The Death Of Billboard (& SoundScan!)

I went to lunch with an A&R man.  Fascinating experience, because they’re all hit-driven, it’s like they live in a different world from everybody e-mailing me about the Hold Steady and the National…they’ve got to put up numbers.  Quickly. And this guy was lamenting how long it took to break a record.

He was talking about someone who’d had a big hit.  How radio rejected the follow-up track, but how this cut was percolating in the marketplace, there was a ton of online buzz, iTunes sales were building, yet the business perceived the cut as a stiff.  What was gonna happen when the noise got truly loud, was radio gonna go back on the record?

No way.

And what does this mean for the artist.  Should he cut a new track and forget the old one?  Especially since it now took eight months to build a cut?

I don’t care about the rapper of the moment.  Because I don’t think it’s about the face, but the producer.  Remove Drake and Bieber and Katy Perry from the chart and replace them with the geniuses behind the photograph, that would be more real.

But that begs the question, is the "Billboard" chart real?  Is radio real?  Is SoundScan real?

And what are the biggest acts and tracks in America?

"Billboard" made a mistake.  It believed its customers were the record labels.  And the labels believed their customers were the retailers.
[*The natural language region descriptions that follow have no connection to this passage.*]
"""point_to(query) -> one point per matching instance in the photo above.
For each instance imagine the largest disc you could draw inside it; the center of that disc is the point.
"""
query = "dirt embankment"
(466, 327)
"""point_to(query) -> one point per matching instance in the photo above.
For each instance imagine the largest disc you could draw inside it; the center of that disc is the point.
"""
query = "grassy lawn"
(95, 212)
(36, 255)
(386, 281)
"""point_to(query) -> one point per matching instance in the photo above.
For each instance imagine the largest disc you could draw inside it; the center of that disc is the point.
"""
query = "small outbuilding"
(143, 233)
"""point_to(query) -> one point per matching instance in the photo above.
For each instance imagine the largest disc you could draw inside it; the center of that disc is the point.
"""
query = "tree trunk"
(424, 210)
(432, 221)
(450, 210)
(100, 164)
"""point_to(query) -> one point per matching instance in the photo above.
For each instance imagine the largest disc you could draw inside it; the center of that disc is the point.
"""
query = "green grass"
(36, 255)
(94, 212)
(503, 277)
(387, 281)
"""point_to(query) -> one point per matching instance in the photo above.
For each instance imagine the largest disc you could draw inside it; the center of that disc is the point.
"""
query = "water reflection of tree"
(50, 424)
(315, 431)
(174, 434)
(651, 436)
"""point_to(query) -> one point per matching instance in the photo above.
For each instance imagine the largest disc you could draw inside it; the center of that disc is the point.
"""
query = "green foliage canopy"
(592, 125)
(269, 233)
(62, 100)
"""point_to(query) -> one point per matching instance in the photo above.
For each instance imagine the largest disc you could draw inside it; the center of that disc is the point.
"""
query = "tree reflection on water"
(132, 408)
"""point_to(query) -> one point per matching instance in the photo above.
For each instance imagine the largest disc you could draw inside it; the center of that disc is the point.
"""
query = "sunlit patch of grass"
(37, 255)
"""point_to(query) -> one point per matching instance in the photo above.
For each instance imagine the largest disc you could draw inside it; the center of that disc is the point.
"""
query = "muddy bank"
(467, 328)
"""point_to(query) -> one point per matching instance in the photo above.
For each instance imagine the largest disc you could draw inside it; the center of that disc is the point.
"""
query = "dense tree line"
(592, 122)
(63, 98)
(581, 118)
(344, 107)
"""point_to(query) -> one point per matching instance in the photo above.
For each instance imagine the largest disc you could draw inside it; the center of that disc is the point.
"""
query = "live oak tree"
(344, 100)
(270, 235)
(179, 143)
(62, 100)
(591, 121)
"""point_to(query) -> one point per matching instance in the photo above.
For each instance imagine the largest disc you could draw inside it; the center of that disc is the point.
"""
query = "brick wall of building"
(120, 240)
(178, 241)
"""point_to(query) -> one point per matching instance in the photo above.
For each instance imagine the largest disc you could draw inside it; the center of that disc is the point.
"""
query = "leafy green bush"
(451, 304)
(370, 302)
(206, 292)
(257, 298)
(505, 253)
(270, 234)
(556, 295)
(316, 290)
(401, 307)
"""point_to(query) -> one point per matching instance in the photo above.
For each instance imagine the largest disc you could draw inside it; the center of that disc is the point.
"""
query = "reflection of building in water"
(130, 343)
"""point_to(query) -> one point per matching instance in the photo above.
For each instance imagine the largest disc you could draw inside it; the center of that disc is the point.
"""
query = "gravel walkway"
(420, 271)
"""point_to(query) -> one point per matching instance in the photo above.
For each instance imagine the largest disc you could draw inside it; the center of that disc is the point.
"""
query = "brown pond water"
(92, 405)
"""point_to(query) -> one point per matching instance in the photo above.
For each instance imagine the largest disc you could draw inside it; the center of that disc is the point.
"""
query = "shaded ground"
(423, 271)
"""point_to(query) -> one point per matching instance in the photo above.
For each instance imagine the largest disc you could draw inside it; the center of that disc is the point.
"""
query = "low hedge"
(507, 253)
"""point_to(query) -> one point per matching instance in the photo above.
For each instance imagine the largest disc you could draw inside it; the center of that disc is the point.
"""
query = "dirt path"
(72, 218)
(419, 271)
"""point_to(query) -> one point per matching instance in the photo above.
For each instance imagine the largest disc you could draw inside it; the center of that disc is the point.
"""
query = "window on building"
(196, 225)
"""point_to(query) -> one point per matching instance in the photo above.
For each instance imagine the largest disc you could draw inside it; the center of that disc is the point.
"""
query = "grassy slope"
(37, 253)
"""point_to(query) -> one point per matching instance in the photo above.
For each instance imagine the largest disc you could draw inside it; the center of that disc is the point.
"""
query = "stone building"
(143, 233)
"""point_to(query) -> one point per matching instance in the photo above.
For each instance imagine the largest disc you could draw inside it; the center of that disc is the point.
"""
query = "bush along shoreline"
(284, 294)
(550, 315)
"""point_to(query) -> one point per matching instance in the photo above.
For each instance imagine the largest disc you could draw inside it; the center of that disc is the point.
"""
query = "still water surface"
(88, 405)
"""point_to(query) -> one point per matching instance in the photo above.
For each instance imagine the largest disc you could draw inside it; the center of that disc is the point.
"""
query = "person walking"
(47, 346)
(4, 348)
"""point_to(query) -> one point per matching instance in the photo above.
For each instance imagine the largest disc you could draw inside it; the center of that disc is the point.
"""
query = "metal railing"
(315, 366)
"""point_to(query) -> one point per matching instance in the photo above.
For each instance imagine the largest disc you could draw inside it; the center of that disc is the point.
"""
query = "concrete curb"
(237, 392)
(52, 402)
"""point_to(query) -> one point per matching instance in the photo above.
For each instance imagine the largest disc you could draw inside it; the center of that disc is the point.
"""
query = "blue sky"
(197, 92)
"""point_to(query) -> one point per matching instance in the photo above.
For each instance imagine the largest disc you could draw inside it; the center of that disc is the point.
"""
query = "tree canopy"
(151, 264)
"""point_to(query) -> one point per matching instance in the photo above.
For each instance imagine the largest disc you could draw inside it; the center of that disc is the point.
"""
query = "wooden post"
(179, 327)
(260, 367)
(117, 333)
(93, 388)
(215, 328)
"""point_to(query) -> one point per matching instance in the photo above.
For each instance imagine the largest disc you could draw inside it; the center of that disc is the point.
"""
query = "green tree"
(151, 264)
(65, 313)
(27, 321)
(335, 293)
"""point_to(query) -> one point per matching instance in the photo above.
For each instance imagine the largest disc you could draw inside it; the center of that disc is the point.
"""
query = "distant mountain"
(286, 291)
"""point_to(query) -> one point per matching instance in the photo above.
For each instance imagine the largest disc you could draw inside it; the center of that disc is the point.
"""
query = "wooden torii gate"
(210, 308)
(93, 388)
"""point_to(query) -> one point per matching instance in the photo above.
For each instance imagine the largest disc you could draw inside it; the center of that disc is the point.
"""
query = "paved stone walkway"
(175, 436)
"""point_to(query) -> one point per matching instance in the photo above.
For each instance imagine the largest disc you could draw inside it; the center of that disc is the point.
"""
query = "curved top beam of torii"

When today, the model is direct, from the manufacturer to the customer.  Both entities blew it.

And we’ve ended up with a vacuum.

This vacuum is filled in music sales by P2P.  Which includes all kinds of swapping and trading, from RapidShare to IM transfers, none of which the old guard seems to understand exist and are essentially unstoppable and can only be controlled by making a better offer.

In information, we’ve got a Tower of Babel.  Some pay attention to Pitchfork, others to Stereogum, still others are so overwhelmed that they’ve given up paying attention completely, and are dedicated to politics or video games or other forms of entertainment.

Into this void now come Eric Garland and BigChampagne.

Believe me, Eric could never succeed at a record company.  He’s just not jive enough.  Nor does he radiate cool.  His is an intellectual style.  But that’s what works in the modern era.  Nerds have already inherited the earth, you just may not know it.  And the nerds always win, not through intimidation, but data.

Eric and BigChampagne have announced a new chart.  The Ultimate Chart.  Yes, you can view it at:

Ultimate Chart

Click on "Tell Me More" to read the explanation.

Bottom line…  See all those icons displayed?  The ones we know just from the pictures, better than any supposed band as brand?  Eric and BigChampagne monitor all their data and more…a hundred sources.

Default is songs.  But go to the upper right-hand corner and click to see a list of the top artists.

Yes, right now it appears to be the usual suspects.  But as Ben Sisario in the "New York Times" pointed out, Shakira’s "Waka Waka (This Time For Africa)" is number 39 on "Billboard", but it’s number 3 on the Ultimate Chart.  Meaning, the sales and airplay on her new album might indicate a stiff, but in the hearts of the consumers, she’s a winner.

And you know the story with winners.  Those are the people who can sell tickets, they’re the ones who have a career.

Oh, you’re gonna bitch that it’s the usual suspects, but new charts broken down by format, genre, geographical location, DIY and independent are coming.  So, you can see if you’re winning in your own little world.

And winning isn’t what it used to be.

In an era where no one listens to radio and no one buys music is that any surprise?

Of course that’s not true.  Some people listen to radio and some people buy music, but fewer than ever before!  How are we going to quantify this new behavior?

By ignoring it.  That’s been the music industry’s paradigm for the last ten years.  But now the old metrics built for an old world are so out of touch as to be almost irrelevant.

But it goes deeper than that.  Just like the old charts influenced what was signed and promoted, so will the new.  And with so much data, it’ll be easier to quantify and build in the niches.  Which is healthy for everybody.

Will Eric and BigChampagne win?

Unclear.  But one thing that is clear is "Billboard" has already lost.  By clinging to its old model for far too long, cutting overhead instead of reinvesting.

What a fascinating world we live in.  Where oldsters live on icebergs, holding on for dear life as they float further and further away from the mainland, as global warming decreases their floe, and the rest of us are sitting pretty on terra firma, with endless delicacies in front of us.

But this new world has been incomprehensible.

Until now.

It’s like we’re putting glasses on the music industry, the details are finally coming into focus.

And you can’t quantify music.  But you can quantify its reach.  You can approximate its impact.  In the old days, that was via tracking radio and retail sales.  Now they’re only part of the picture.  It’s time for the music industry to embrace a dose of reality.  Yes, finally, music is ready for the nerds.